By Yaron Berkowitz
I was always puzzled by the climate change debate. In the early 1990s, it was becoming apparent that increasing amounts of evidence indicated that human activity was rapidly changing the earth’s atmosphere and climate. It seemed the world was determined to respond and willing to make dramatic changes to the way in which we produce and consume energy.
However, after the Kyoto Agreement was signed in 1997 something changed and the climate change sceptic was born. Though scientists could prove human-induced climate change was occurring, with potentially catastrophic consequences, the media began to report that climate science might not be absolute and scientists may be exaggerating the real facts. Certain climate conspiracy theories became more popular. Perhaps climate change is just a way for the government to create new taxes. Maybe it is environmentalist movement hogwash. Many started to believe the entire scientific community was part of a climate conspiracy and cannot be trusted. ‘Sceptic scientists’ suddenly emerged and demanded more balanced coverage in the media.
These claims always seemed odd to me. The giant fossil fuel corporations that provided the world’s energy output always held all of the money and power. They had access to politicians and decision makers, not the environmentalists. I could never understand the reason for governments to promote problems that require a massive amount of money and resources to remedy and would involve unpopular changes to our lifestyle. Fifteen years ago, the majority of the public believed that climate change was real and we have to take immediate action. Today, the public is divided. Why, despite even more convincing science, is humanity so fragmented?
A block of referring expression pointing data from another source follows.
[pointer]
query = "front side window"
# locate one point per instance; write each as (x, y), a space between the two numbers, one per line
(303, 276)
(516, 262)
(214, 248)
I decided to read more in order to try to understand the issue better and found two interesting books that explained in a concise and intelligent way what was happening:
I found that yes; there is a conspiracy. But not one created by the environmentalists. Rather one that is produced and funded by the fossil fuel industries and their partners, the free market libertarians. Reading these facts made me very angry. How, in the name of self-interest, were these rich companies willing to risk the future of our entire planet and humanity? This disregard for our concerns is not new, as apparent in the tobacco industry’s campaign to deny all evidence of the harm caused by smoking. But haven’t we learned anything? How are we so easily manipulated that we ignore the blatantly obvious?
I believe that the first thing anyone should do before looking at the climate change debate is to understand the politics behind the matter and understand the qualifications and the methods of information dissemination used by each party. There are not two scientific views here – there is the scientific view and the climate sceptics’ view, which is based on clear political agenda – to avoid government regulations in any cost. And if the climate sceptics need to fight the facts, they will do whatever is required to make sure that the public remains in a state of confusion.
The strategy is very similar to certain religious groups that deny evolution by writing their own version of history presented by ‘experts’ and then demanding ‘balance’ from the media and education system. In both cases, there are irrefutable scientific facts versus non-scientific, ideological deniers’ version of the situation. In both cases, people who tend to believe in the group ideology – God or the Free Market – are a very easy catch.
Reading the following books helped me not only to understand the politics of climate change but also to become a more intelligent reader of similar debates in the future. We must understand that it is important to check the credentials of people who make incredible claims and give themselves titles they have note earned and do not deserve.